Apart from being the Marchioness of Bath, Anna Thynn was also a fine actor, known by her stage name, Anna Gaël. She had started dating Alexander Thynn, Viscount Weymouth, known to be a womanizer, while still married to French director Gilbert Pineau. She has also previously worked as a reporter.
Born to a village clerk in Hungary, Béla Kun later rose to be one of the most prominent Communist leaders of his country. Initially a journalist, he later fought for the Austro-Hungarian Army and was captured by the Russians. In Russia, he embraced Communism and later established the Hungarian Communist Party.
While he initially studied math and engineering, Emeric Pressburger later quit studies due to his father’s sudden death. He worked as a journalist and screenwriter in Berlin but had to flee to England after being chased by the Nazis. He later collaborated with Michael Powell to produce films such as Black Narcissus.
A descendant of a Hungarian noble family, Sándor Márai grew up to become a celebrated journalist. He was the first to review the works of Franz Kafka. He neither liked the Nazis nor the Communists. His best-known works include the novel Embers, which was later made into a stage play.
Hungarian author Frigyes Karinthy was the first to state the concept of six degrees of separation, in his short story Chains. Initially a journalist, he later mastered the short story format and also penned novels such as Voyage to Faremido. He also wrote the script for the film The Stork Caliph.
Besides being an author and a songwriter, Zsuzsanna Emese Mokcsay, a.k.a. Zsuzsanna Budapest, is also known for her Goddess-oriented witchcraft, Dianic Wicca, which she established in LA. She also founded the first women-only witches’ coven. She was initially married, and had 2 sons, but divorced after realizing she was a lesbian.
Hungarian-British producer and dramatist Martin Julius Esslin is best known for introducing the term "the theatre of the absurd” in his 1961 book of the same name. Apart from being a BBC scriptwriter and producer, he also taught at institutes such as Stanford. He died after a long struggle with Parkinson's disease.
Hungarian journalist Karl-Maria Kertbeny is best remembered for coining terms such as homosexual and heterosexual. The suicide of a gay friend after being blackmailed made Kertbeny study homosexuality in detail later. A prominent gay rights activist, he also believed homosexuality was inborn but didn’t live to see acceptance of his ideas.
A well-known lawyer of his time, Károly Eötvös is best remembered for his role as a defense counsel in an iconic case on anti-Semitism, known widely as the 1883 Tiszaeszlár blood feud. He was also a famed author, known for works such as The Bakony, and had also been an MP.
Legendary horticulturalist Gyorgy Balint, known as Farmer Balint and the Gardener of the Country, in his homeland, Hungary, was dragged into Nazi concentration camps with his family. Eventually, only Balint and one of his sisters survived. Known for his Facebook gardening videos, he died of COVID-19 at age 100.

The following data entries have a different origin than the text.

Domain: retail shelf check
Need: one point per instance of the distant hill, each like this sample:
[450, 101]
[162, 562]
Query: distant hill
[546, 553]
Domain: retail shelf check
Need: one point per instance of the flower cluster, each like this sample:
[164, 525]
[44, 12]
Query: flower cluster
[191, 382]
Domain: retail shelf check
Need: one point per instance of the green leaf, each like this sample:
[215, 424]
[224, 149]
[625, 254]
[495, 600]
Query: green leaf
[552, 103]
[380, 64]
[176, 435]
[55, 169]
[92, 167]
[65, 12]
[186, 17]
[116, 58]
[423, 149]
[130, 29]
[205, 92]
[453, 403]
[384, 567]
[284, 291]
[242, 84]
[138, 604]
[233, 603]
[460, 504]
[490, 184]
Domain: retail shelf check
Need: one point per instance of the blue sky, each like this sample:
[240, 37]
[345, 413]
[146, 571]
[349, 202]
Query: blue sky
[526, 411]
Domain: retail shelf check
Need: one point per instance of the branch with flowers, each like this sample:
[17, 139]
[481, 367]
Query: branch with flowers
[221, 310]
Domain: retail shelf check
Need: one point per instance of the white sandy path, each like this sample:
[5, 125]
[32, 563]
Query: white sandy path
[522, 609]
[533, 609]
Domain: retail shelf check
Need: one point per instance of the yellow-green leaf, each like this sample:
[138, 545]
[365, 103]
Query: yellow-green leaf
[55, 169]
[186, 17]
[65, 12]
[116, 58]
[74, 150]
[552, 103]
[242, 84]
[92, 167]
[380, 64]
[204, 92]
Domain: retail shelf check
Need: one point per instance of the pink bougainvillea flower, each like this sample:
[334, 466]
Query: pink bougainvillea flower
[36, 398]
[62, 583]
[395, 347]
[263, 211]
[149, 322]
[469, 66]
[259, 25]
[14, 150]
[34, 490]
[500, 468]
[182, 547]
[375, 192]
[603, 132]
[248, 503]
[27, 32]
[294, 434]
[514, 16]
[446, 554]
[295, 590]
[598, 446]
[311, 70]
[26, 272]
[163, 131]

A pioneering photojournalist, Stefan Lorant initially edited and directed several films in Berlin and Vienna, before joining Münchner Illustrierte Presse as an editor. Imprisoned for opposing Hitler, he moved to England once released. He is remembered for founding the magazines Lilliput and Picture Post and for his photo histories of US presidents.

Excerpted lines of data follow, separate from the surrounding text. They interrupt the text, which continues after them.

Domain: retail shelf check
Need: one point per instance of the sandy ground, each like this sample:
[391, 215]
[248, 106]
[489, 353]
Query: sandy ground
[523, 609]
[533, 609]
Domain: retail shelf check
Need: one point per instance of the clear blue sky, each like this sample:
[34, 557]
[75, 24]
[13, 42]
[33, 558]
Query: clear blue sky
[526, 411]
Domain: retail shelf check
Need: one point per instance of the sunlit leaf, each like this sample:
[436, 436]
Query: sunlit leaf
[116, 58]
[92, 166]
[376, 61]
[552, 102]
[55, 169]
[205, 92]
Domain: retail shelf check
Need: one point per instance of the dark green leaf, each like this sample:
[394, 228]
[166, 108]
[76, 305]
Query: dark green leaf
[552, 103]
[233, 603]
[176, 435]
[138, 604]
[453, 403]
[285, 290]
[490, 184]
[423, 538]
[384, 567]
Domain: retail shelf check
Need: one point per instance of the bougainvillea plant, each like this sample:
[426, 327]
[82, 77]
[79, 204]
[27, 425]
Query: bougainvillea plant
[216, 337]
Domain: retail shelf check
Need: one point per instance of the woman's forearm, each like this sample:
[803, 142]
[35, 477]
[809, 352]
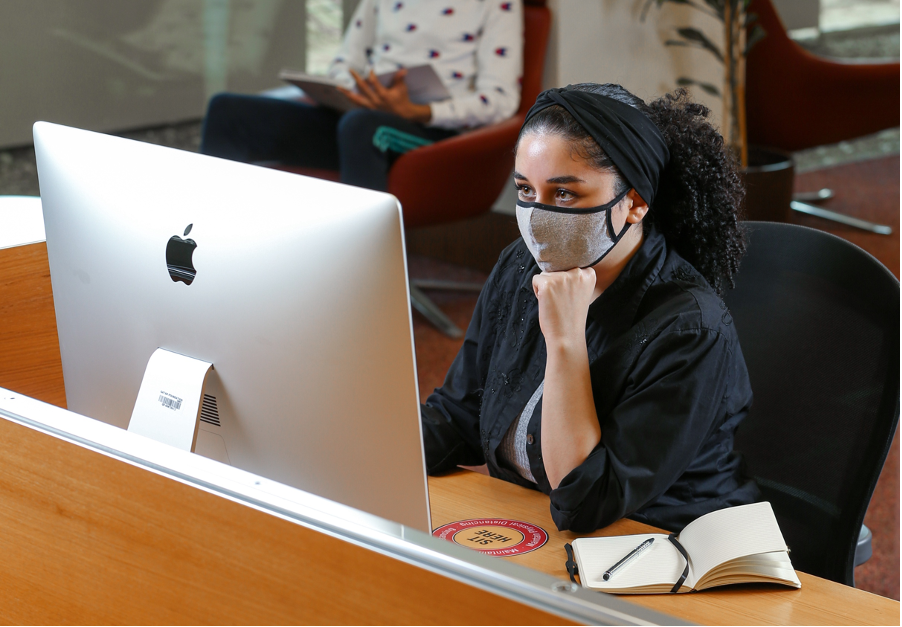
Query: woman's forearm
[570, 429]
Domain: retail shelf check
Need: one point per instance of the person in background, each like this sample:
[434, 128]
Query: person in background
[601, 365]
[475, 47]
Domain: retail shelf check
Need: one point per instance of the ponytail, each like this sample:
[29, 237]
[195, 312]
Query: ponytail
[699, 196]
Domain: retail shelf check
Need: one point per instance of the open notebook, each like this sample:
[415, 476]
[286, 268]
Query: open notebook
[740, 544]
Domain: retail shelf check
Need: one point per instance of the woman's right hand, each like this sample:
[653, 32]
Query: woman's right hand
[564, 299]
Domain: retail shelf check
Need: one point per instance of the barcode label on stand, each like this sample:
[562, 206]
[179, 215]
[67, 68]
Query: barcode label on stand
[170, 402]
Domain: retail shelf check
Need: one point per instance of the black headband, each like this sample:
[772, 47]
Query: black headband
[629, 138]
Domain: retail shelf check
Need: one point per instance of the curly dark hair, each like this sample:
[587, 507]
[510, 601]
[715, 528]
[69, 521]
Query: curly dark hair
[697, 206]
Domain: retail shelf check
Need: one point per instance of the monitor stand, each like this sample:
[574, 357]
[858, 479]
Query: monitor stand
[169, 401]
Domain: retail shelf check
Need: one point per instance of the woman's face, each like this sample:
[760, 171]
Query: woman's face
[546, 170]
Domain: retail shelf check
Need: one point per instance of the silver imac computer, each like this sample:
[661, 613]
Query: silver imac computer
[294, 289]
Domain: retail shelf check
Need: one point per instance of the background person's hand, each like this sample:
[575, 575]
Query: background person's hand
[564, 299]
[394, 99]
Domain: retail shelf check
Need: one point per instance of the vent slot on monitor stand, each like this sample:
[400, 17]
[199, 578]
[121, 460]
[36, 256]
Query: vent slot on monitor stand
[208, 411]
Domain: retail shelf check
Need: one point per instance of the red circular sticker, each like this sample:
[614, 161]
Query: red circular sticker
[494, 536]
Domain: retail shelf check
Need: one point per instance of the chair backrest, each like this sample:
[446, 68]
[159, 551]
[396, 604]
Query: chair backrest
[818, 321]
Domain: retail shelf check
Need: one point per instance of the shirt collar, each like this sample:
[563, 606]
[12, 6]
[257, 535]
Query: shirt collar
[617, 306]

Hungarian far-right politician István Csurka not only established the Hungarian Justice and Life Party but also served as an MP. He was also a talented playwright who also penned many short stories and novels, though his achievements as a writer was overshadowed by his radical political views.
A significant pillar of Hungarian poetry, Geza Szocs was known for his disregard for conventions. He also worked as journalist in Geneva and later served as Hungary’s Secretary of State for Culture and the president of the Hungarian PEN Club. He died of COVID-19 complications in 2020.